C’est un paradoxe financier qui interpelle au plus haut point. Alors que le pays formule des besoins immenses en infrastructures et en développement, près de 5 000 milliards de francs CFA dorment dans les livres comptables, complètement inexploités.
Ce montant astronomique, qui équivaut à environ 9 milliards de dollars, correspond aux « soldes engagés non décaissés » recensés au premier trimestre. Concrètement, il s’agit de lignes de crédit contractées auprès d’États et d’institutions financières internationales — parfois depuis plus de cinq ans — mais totalement immobilisées en raison de retards, de mauvais conception ou de l’abandon des projets initiaux.
Pour les observateurs de la scène économique, cette situation traduit des dysfonctionnements structurels profonds. L’universitaire Serge Godong pointe vertement de « graves lacunes en termes d’ingénierie de projets », soulignant un taux de réalisation du budget d’investissement public qui stagne aujourd’hui en deçà de 20 %.
Au-delà de cette inertie opérationnelle, la facture s’avère lourde pour le contribuable. Eugène Nyambal, ancien administrateur au FMI, dénonce une gestion absurde : le Cameroun s’acquitte d’intérêts sur ces ressources concessionnelles non consommées (aux taux de 3 % à 6 %), tout en allant emprunter par ailleurs sur les marchés à des taux frôlant les 12 % pour financer d’autres besoins. Une incohérence qui plombe inutilement la trajectoire de la dette nationale.

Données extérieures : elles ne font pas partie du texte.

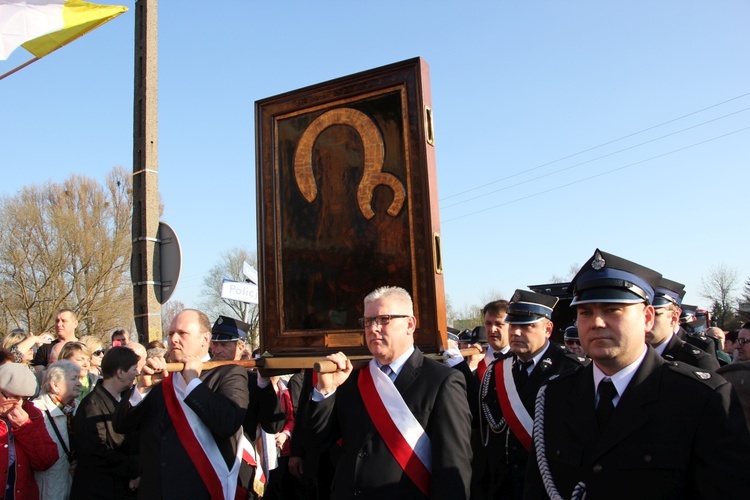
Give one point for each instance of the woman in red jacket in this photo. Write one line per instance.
(31, 447)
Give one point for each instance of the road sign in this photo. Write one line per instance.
(237, 290)
(170, 260)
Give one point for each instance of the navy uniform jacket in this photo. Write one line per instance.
(436, 396)
(675, 433)
(679, 350)
(166, 469)
(505, 454)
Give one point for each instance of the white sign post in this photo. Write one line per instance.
(237, 290)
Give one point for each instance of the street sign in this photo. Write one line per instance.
(237, 290)
(170, 261)
(250, 273)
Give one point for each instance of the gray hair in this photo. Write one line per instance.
(394, 293)
(58, 371)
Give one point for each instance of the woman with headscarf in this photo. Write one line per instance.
(60, 388)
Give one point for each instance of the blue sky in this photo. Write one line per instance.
(560, 126)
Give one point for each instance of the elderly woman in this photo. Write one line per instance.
(25, 444)
(80, 354)
(97, 353)
(60, 387)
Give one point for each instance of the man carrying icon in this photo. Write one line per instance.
(403, 419)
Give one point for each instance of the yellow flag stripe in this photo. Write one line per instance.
(79, 18)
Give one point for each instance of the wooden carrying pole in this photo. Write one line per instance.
(293, 363)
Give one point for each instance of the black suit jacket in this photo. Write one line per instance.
(167, 470)
(436, 395)
(674, 434)
(506, 456)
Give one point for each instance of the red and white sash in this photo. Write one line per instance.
(514, 412)
(401, 432)
(200, 445)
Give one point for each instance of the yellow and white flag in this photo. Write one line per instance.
(43, 26)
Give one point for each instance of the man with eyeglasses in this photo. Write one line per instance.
(741, 344)
(632, 424)
(663, 337)
(403, 419)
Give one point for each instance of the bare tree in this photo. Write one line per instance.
(67, 245)
(229, 267)
(718, 287)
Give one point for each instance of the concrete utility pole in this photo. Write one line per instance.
(144, 266)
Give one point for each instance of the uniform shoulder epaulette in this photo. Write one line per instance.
(693, 373)
(693, 351)
(581, 360)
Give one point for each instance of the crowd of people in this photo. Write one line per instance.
(642, 399)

Conscient de cette contre-performance endémique, le ministère des Finances affirme qu’un plan d’action est engagé pour réévaluer les dossiers, identifier les blocages et procéder, le cas échéant, à des restructurations ou à des annulations de financements. Une thérapie de choc devenue impérative pour redonner de l’oxygène à l’investissement public au Cameroun.